While I am the first to appreciate a broad definition, I cannot bring to memory an example where I have seen someone use the word “innovation” to mean anything other than something that promises a net positive. And, although it is not hard to recollect innovations that were ultimately detrimental, these examples invariably had a positive result in the eyes of the innovator or those that adopted them. Why else would they have been adopted?

Armed by this new understanding, I now liken innovations to bacteria. There are good bacteria, and there are bad bacteria. Some help us digest our food and are essential to human life while others cause us to become miserably sick and in some cases die. In truth, this oversimplifies bacteria; the value of a bacterium lies somewhere between these two extremes. Take E. coli. While some strains cause severe illness, there are hundreds of types that cause us no problems. Even in our first hour of life, E. coli is present, often crowding out more dangerous organisms. That’s a good thing!

Regardless of good, bad, or somewhere in the middle, all bacteria diffuse through our world based on a set of factors that include the bacteria themselves, time, the ecosystem and the communication channels they use to spread. Sound familiar?

Like the biological laws that control how bacteria propagate, the theories of diffusion apply as equally to all innovations.
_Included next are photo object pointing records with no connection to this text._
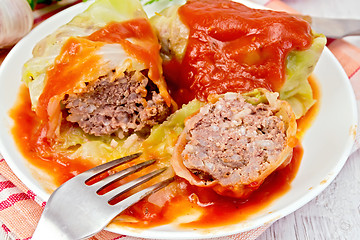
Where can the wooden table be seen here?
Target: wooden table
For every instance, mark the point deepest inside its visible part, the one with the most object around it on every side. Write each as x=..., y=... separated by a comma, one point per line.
x=335, y=213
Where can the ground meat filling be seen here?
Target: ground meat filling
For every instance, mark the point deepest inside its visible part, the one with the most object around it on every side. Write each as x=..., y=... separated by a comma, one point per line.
x=122, y=106
x=233, y=141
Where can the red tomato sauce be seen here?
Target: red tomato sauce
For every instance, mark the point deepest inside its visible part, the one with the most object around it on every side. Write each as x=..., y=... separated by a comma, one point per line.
x=30, y=132
x=232, y=48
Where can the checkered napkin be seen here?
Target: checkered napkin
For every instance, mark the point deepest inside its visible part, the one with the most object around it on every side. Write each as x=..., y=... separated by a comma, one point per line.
x=20, y=208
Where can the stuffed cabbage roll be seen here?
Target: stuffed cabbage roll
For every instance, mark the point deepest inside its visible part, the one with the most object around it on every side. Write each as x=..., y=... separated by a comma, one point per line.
x=101, y=71
x=212, y=47
x=235, y=141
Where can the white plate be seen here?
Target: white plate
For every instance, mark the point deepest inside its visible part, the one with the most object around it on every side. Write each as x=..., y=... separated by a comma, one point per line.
x=326, y=144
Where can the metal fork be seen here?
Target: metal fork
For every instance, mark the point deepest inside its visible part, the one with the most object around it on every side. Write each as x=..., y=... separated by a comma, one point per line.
x=75, y=210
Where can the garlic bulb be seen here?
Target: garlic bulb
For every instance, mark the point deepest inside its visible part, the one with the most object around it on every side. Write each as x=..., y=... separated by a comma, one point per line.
x=16, y=20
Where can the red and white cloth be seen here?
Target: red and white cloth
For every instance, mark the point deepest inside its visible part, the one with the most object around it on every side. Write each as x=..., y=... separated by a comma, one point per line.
x=20, y=208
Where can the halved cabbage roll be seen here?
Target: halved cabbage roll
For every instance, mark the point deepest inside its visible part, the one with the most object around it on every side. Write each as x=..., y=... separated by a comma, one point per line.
x=235, y=141
x=219, y=46
x=102, y=71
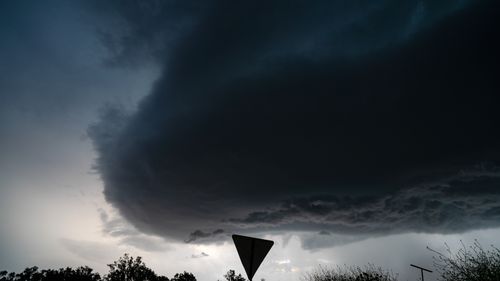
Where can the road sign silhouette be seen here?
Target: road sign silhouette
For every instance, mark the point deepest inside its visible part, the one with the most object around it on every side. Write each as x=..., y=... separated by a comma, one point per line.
x=252, y=252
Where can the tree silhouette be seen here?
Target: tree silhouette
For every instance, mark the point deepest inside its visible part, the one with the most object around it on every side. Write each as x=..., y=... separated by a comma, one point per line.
x=346, y=273
x=185, y=276
x=83, y=273
x=231, y=276
x=472, y=263
x=127, y=268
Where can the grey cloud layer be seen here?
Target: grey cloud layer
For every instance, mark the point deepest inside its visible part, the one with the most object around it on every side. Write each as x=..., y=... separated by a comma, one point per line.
x=311, y=105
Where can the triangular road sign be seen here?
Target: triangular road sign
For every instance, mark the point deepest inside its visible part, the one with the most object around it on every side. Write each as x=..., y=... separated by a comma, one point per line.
x=252, y=252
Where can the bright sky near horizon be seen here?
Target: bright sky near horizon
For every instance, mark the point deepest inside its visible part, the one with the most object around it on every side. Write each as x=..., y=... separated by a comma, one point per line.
x=106, y=108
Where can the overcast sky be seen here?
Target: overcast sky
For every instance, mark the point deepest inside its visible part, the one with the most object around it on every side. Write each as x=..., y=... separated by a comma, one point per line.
x=350, y=132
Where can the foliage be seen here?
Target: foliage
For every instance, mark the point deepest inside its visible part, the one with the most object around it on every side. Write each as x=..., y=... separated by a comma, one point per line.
x=472, y=263
x=83, y=273
x=350, y=273
x=231, y=276
x=127, y=268
x=185, y=276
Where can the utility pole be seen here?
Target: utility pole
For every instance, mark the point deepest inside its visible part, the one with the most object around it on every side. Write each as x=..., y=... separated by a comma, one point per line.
x=421, y=270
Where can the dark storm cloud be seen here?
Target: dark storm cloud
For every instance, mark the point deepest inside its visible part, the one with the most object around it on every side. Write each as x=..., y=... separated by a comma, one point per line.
x=347, y=118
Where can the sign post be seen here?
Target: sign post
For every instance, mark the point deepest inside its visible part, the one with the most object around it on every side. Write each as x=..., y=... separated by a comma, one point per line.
x=252, y=252
x=421, y=270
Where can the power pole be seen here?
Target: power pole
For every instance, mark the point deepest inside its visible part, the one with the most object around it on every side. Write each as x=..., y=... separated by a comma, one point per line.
x=421, y=270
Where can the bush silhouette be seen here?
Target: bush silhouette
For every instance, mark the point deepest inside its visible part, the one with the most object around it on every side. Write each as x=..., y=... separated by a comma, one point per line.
x=83, y=273
x=185, y=276
x=472, y=263
x=349, y=273
x=231, y=276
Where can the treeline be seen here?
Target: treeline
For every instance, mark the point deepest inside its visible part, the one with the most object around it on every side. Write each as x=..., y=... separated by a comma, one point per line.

This bestows a burden on those among us who have identified critical challenges that can only be met through innovation: When we make the call to innovate, how might we ensure that the innovations that promise to rise to our challenges actually propel us forward? We cannot make such guarantees, but here are some thoughts for how we might best proceed.

First, good policy is essential. We should create systemic incentives and disincentives that nurture positive outcomes and tamp down counterproductive work. These policies should not pick winners and losers but rather demand transparency, feedback and even some healthy competition. Let the ecosystem weed out the failures.

Second, we must insist upon rigorous evaluation that includes a wide range of metrics to ensure we encourage the best possible innovations. Evaluation must incorporate metrics that demonstrate a strong correlation, if not direct causation, to the outcomes we desire and metrics that test how efficiently those results are delivered.

Third, when we do find an innovation, we must imbue it with every advantage necessary to assist its diffusion including enough definition such that others can assess and replicate the work, while at the same time, providing leeway for others to advance the innovation further. In other words, the innovation must be communicated clearly and concisely.

Fourth, we can nurture the network in which the innovation will be diffused – creating safe and efficient communication channels.

Finally, we must not forget the human element. We should focus some attention on identifying strong innovators and building innovators’ capacity knowing that good innovators will notice and respond to the environment. They will take in information including the policy landscape, the data from their measurement and feedback from others working on similar activities to pivot and strengthen their innovations.

These sorts of efforts shift the focus from identifying promising innovations to supporting strong innovators. That may not seem like a big shift, but my recent revelation makes me question our ability to accomplish the former. Promising innovations may be ultimately either good or bad, yet they diffuse according to the same set of rules. I would much rather nurture an ecosystem where strong innovators succeed. As we so often say, it is all about the system.